The same principle applies for cases of domestic violence. Last year, 15-year-old Jaylen Fryberg used a .40-caliber Beretta handgun, purchased by his father, to shoot four classmates and himself. The father, Raymond Lee Fryberg Jr., would have been prevented from buying the gun if the state of Washington had reported the fact that he was the subject of a domestic violence restraining order years earlier.
5. Among the directives AG Lynch issued Monday was one asking U.S. attorneys' offices around the country to "renew" their efforts to combat domestic violence and keep abusers from buying guns.
Why this matters: Domestic violence and gun violence go hand-in-hand; the risk of homicide is 20 times higher in homes where both a gun and a history of domestic violence are present, and abused women are five times more likely to be killed by their abuser if that abuser owns a firearm.
6. There are various methods to avoid background checks: one is to purchase a gun through a legal entity. Obama's executive orders change an ATF rule to require background checks for people trying to buy weapons and other items through a trust or corporation.
Why this matters: Former LAPD officer Christopher Dorner purchased through a trust the rifle and silencers he used to kill four people and himself during a weeklong rampage that terrorized three Southern California counties in 2013. Dorner wrote in his manifesto that all he needed to create the trust was access to the accounting software Quicken and $10 for a notary.

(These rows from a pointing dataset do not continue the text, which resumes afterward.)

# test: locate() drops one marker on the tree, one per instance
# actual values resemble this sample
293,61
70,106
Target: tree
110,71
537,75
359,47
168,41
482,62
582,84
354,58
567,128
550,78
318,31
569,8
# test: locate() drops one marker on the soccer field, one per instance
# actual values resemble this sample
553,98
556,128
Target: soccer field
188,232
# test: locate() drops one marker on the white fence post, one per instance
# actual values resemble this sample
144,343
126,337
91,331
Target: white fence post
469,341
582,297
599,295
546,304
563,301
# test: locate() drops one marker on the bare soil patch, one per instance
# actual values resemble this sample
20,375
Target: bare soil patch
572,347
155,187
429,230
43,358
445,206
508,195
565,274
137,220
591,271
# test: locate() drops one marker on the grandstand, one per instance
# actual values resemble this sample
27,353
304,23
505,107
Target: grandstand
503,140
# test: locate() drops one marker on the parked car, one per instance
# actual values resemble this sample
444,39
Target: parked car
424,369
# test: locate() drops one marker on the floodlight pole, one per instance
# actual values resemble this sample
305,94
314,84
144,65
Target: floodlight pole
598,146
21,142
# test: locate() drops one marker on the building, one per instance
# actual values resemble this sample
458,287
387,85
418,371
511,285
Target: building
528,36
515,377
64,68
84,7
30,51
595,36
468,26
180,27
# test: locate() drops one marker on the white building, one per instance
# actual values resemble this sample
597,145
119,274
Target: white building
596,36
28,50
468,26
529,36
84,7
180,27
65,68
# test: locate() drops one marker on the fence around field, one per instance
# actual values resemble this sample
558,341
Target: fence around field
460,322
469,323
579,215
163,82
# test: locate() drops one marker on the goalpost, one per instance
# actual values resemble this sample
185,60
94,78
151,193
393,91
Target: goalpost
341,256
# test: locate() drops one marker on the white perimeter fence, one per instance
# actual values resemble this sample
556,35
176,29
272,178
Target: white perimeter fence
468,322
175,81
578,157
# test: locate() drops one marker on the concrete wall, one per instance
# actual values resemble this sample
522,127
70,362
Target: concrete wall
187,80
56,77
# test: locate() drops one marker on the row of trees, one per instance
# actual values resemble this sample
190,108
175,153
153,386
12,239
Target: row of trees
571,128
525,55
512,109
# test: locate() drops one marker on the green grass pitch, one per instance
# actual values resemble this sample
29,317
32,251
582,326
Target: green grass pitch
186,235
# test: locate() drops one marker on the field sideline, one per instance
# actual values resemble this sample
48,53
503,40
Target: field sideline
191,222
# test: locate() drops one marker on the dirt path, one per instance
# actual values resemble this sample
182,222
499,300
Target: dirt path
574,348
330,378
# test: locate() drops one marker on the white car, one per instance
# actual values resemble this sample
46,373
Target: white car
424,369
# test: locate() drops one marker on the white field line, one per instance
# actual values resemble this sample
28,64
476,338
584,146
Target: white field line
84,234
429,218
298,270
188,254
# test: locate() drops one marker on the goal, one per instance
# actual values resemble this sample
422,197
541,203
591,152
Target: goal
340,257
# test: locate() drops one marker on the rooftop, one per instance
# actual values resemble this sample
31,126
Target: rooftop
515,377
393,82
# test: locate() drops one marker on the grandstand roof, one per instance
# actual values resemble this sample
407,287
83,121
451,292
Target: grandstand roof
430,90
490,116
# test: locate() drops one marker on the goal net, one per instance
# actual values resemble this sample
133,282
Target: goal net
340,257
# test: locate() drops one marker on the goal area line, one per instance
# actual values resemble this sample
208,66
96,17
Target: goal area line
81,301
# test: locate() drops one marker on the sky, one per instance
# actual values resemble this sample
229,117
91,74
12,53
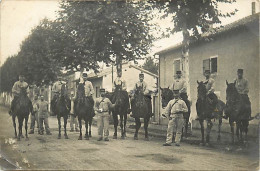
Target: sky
18,17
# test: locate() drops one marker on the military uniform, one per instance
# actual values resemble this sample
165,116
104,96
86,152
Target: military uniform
174,110
102,107
16,92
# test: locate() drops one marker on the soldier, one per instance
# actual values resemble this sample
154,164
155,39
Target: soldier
43,116
243,89
73,119
119,81
102,107
56,88
210,85
89,91
141,85
174,111
16,91
34,116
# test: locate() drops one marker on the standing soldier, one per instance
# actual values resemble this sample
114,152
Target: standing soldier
210,85
102,107
34,116
89,91
16,91
141,85
243,89
73,119
56,89
43,116
174,111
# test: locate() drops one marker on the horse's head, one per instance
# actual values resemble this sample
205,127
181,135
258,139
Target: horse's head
202,91
232,94
166,95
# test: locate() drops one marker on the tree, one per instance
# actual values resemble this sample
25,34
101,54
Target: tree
191,17
150,65
104,31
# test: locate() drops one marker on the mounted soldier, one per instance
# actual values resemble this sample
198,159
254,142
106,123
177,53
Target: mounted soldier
89,91
16,91
242,87
210,85
56,89
141,86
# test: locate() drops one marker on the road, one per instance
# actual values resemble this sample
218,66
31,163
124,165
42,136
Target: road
48,152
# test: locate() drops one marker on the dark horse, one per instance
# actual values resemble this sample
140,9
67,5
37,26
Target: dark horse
120,97
141,109
22,108
83,109
237,111
62,109
206,110
167,95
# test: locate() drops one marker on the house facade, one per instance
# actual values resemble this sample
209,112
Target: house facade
232,47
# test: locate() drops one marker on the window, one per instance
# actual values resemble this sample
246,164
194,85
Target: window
177,66
211,64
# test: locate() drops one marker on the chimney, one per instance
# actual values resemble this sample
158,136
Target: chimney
253,8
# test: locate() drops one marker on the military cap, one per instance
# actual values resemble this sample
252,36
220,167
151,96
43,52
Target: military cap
102,90
240,70
207,71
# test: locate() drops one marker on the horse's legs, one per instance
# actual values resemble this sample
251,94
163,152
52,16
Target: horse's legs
146,122
115,125
125,119
14,124
209,126
202,130
137,127
59,136
86,126
122,127
90,123
65,118
80,128
219,128
26,121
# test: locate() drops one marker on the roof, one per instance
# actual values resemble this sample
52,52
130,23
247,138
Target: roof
215,32
109,71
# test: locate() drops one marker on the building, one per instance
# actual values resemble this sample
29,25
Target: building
232,47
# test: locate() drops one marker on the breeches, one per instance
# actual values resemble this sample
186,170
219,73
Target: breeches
103,124
175,125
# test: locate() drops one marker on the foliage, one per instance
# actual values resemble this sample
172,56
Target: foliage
150,65
104,31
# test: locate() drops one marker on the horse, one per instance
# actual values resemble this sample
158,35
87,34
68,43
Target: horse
206,110
141,109
62,109
83,109
23,107
166,96
237,111
120,97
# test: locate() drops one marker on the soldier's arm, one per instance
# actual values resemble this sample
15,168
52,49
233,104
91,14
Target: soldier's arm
246,90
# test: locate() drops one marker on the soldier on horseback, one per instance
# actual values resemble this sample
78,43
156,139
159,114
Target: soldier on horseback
142,86
89,91
210,85
241,85
16,91
56,89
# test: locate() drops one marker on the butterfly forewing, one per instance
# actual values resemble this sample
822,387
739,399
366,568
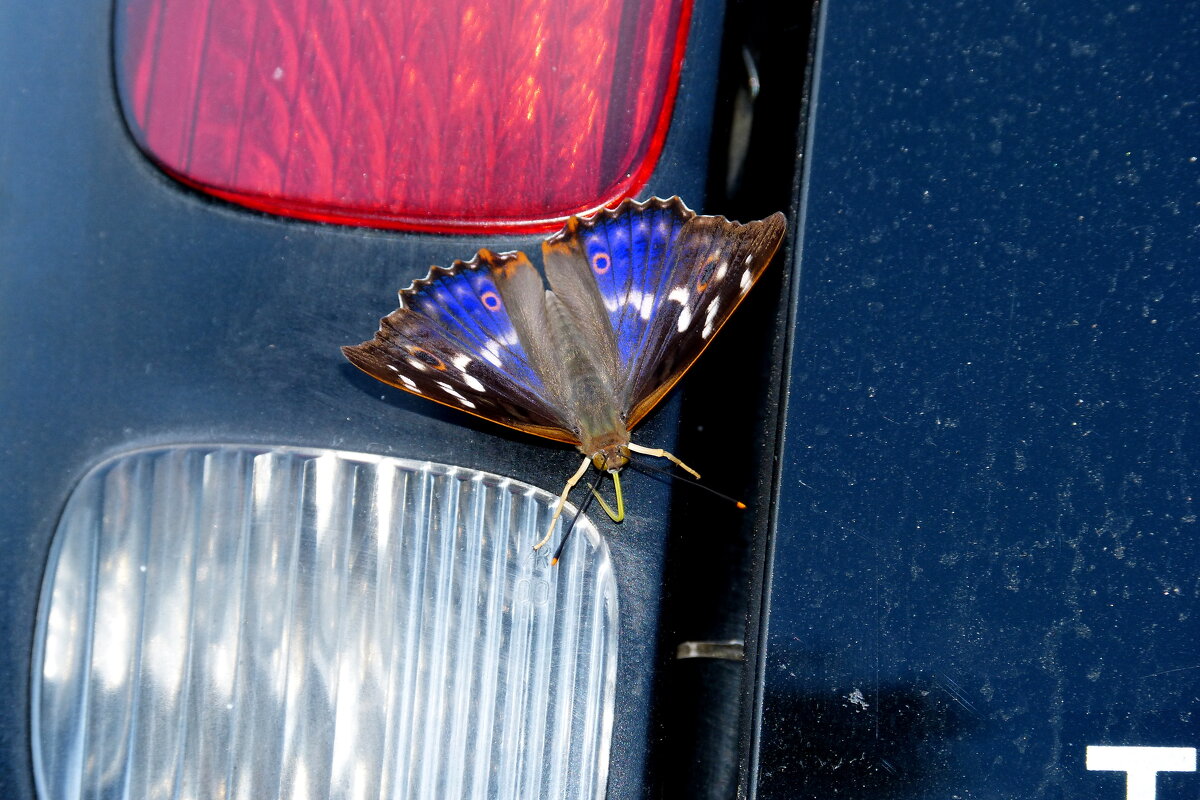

7. Other ways to circumvent background checks include buying guns at gun shows and through some online retailers. Obama took a step to fix that on Monday by clarifying ATF rules to ensure all gun dealers — even those selling a small number of guns, and those selling online or at gun shows — obtain a license and conduct background checks.
Why this matters: Both James Holmes, the 2012 Aurora movie theater shooter, and Seung-Hui Cho purchased over the Internet the guns and ammunition they used during their shooting sprees. (That said, they both also passed background checks — despite their documented histories of mental health issues.)
8. Obama asked the Social Security Administration to make sure Americans who have been deemed a danger to themselves or others, and those who are receiving benefits for mental health conditions, be entered into the federal background check database. He directed the Department of Health and Human Services to issue a directive confirming that states would not be violating privacy laws if they reported mental health issues to the federal database. Obama also proposed devoting $500 million toward expanding access to medical help for the mentally ill.
Why this matters: Gun advocates often say that the problem with gun violence is not access to weapons, but mental illness. In fact, an analysis of 21 studies found people who have mental illnesses are four times more likely to be the victims of violence than those who don't. Increased access to mental-health services could benefit both the would-be victims and would-be perpetrators of gun violence.
9. Finally, Obama announced Monday that he is directing the Departments of Defense, Justice and Homeland Security to increase research and development to make it easier to track lost and stolen guns, and harder to use someone else's weapon or to accidentally discharge a gun.
Why this matters: Last year alone, 1,943 Americans were killed in accidental shootings, according to the nonprofit Gun Violence Archive.